C’est parce que la première phrase d’un roman est courte qu’elle en dit long. Les phrases longues sont nombreuses aussi, mais elles ne possèdent ni le lapidaire, ni le dense. Le « fulgur ».
Faire court devrait être la règle…
Prenez « Le Voyage au bout de la nuit » : « Ca a débuté comme ça ». Tout Céline est déjà là, ramassé en cinq mots.
Avec Radiguet, la première phrase du « Diable au corps » résume à merveille la lecture à venir et jette le trouble en passant ; un rien perverse : « Je vais encourir bien des reproches ».
Les premières phrases sont parfois du littéraire pur : Tolstoï « Le silence s’est fait dans Moscou ».

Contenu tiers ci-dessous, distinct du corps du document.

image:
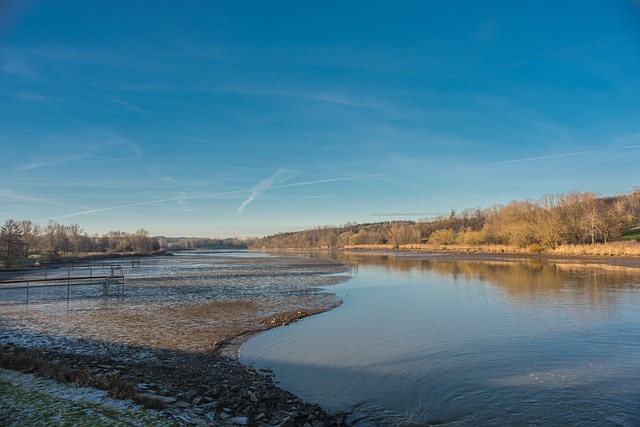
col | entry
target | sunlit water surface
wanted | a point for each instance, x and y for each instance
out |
(467, 343)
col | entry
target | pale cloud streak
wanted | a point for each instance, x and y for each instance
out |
(266, 184)
(557, 156)
(152, 202)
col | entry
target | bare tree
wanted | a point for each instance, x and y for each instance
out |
(11, 243)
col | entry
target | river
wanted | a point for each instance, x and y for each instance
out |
(428, 342)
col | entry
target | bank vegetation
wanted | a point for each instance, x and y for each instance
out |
(576, 223)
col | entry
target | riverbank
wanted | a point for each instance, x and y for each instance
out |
(180, 357)
(177, 355)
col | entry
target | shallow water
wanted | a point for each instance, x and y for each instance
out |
(183, 303)
(467, 343)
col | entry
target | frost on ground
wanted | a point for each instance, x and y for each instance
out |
(173, 328)
(41, 402)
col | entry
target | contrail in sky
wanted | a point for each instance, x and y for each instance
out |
(151, 202)
(263, 186)
(556, 156)
(275, 181)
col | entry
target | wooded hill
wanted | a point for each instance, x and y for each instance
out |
(551, 221)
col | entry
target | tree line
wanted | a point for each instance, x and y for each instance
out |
(551, 221)
(20, 239)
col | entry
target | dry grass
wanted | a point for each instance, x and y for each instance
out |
(33, 362)
(599, 249)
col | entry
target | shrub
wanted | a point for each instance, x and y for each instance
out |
(535, 249)
(443, 237)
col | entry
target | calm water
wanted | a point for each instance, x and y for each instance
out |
(467, 343)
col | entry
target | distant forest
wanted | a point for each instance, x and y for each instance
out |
(20, 239)
(549, 222)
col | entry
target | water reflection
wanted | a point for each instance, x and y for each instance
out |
(424, 341)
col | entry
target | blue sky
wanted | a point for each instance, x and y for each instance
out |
(245, 118)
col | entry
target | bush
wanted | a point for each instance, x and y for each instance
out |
(535, 249)
(443, 237)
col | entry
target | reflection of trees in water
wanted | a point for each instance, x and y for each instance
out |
(527, 281)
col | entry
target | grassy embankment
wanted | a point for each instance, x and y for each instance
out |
(631, 247)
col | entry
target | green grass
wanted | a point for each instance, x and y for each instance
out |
(22, 405)
(631, 235)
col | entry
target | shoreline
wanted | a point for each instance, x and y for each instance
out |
(186, 384)
(179, 356)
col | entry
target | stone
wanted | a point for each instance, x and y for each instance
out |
(243, 421)
(164, 399)
(182, 404)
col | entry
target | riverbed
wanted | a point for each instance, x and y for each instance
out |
(422, 342)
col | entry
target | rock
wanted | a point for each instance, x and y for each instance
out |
(182, 405)
(156, 397)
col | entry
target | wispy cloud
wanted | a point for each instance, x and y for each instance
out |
(152, 202)
(75, 148)
(557, 156)
(15, 197)
(19, 69)
(277, 178)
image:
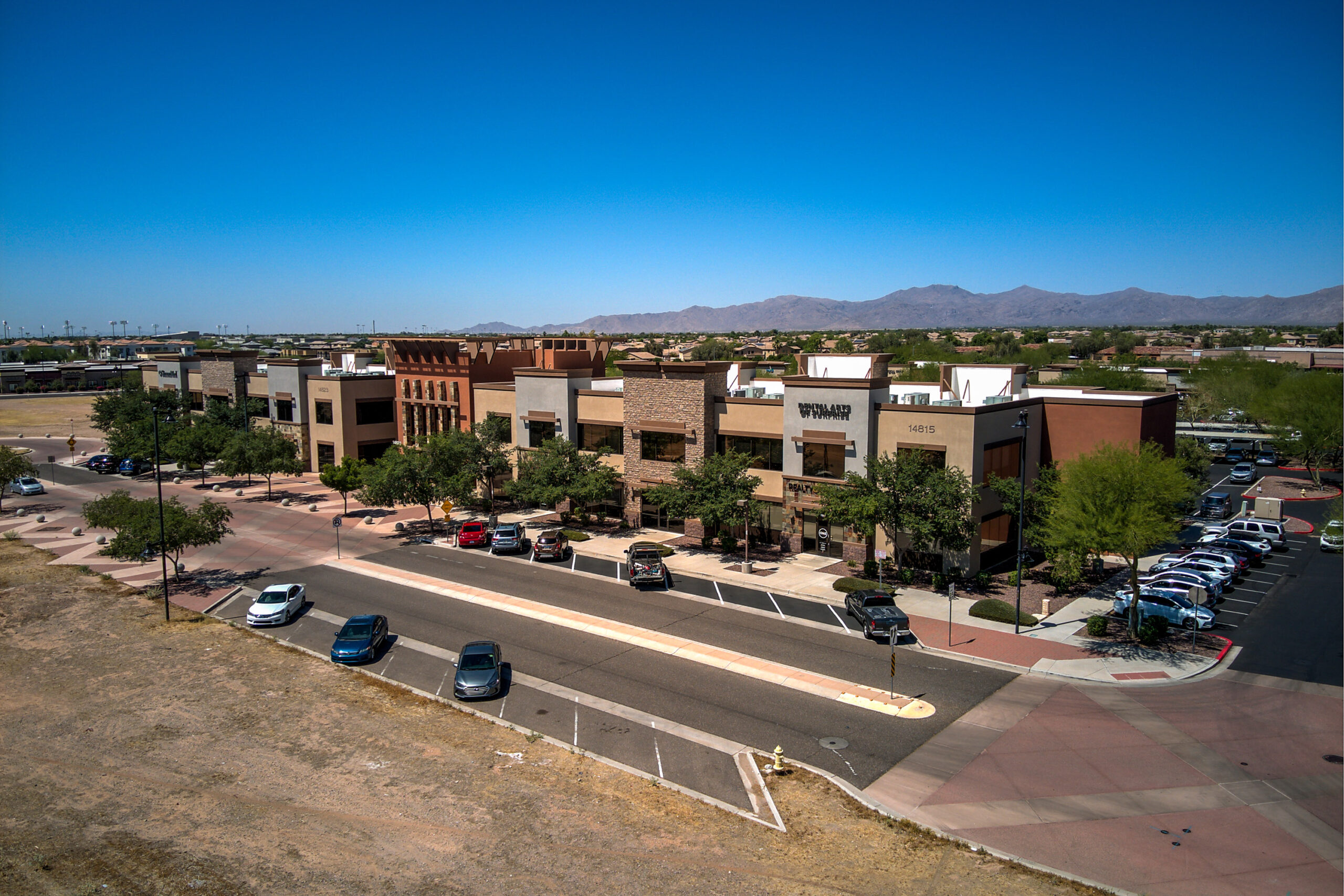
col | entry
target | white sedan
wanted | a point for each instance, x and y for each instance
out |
(277, 605)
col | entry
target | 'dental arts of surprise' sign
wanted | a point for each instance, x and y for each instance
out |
(824, 412)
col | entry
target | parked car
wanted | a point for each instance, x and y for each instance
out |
(1217, 505)
(1263, 530)
(1183, 577)
(472, 535)
(877, 613)
(276, 605)
(644, 565)
(131, 467)
(1175, 609)
(479, 671)
(27, 486)
(508, 537)
(361, 638)
(1332, 536)
(553, 543)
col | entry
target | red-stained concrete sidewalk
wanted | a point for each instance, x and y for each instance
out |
(1213, 787)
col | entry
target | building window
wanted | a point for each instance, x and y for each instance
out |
(506, 425)
(768, 453)
(668, 448)
(538, 433)
(1003, 460)
(594, 437)
(824, 461)
(375, 412)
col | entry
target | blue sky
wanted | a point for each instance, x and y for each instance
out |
(315, 167)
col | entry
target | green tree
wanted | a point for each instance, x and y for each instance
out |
(1304, 413)
(13, 465)
(1120, 500)
(344, 479)
(198, 442)
(405, 476)
(136, 525)
(261, 452)
(709, 491)
(909, 495)
(561, 472)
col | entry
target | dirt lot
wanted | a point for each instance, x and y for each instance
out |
(144, 757)
(45, 414)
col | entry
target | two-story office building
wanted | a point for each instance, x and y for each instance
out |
(816, 428)
(330, 410)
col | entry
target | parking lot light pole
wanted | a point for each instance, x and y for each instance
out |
(159, 484)
(1022, 508)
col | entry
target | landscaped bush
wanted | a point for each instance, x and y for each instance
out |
(851, 583)
(999, 612)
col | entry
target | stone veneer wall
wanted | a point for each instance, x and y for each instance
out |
(682, 397)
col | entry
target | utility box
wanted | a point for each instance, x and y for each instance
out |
(1269, 508)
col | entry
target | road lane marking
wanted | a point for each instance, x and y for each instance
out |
(759, 668)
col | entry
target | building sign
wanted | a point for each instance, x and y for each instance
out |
(824, 412)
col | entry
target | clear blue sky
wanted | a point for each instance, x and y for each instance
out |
(313, 167)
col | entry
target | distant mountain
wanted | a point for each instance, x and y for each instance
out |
(936, 307)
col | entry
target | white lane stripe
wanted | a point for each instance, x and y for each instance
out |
(838, 617)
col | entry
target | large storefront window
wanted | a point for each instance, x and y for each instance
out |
(538, 433)
(826, 461)
(768, 453)
(668, 448)
(594, 437)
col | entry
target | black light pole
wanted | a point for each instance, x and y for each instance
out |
(159, 483)
(1022, 507)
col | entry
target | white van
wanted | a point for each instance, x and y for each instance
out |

Conrad « Il mesurait six pieds, à un pouce près, peut-être deux, était bâti avec force, et venait droit sur vous, les épaules légèrement voûtées, la tête en avant, avec un regard fixe jeté par en dessous qui vous faisait penser à un taureau prêt à charger ».
Stendhal « Le 15 mai 1796, le général Bonaparte fit son entrée dans Milan à la tête de cette jeune armée qui venait de passer le pont de Lodi, et d’apprendre au monde qu’après tant de siècles César et Alexandre avaient un successeur ».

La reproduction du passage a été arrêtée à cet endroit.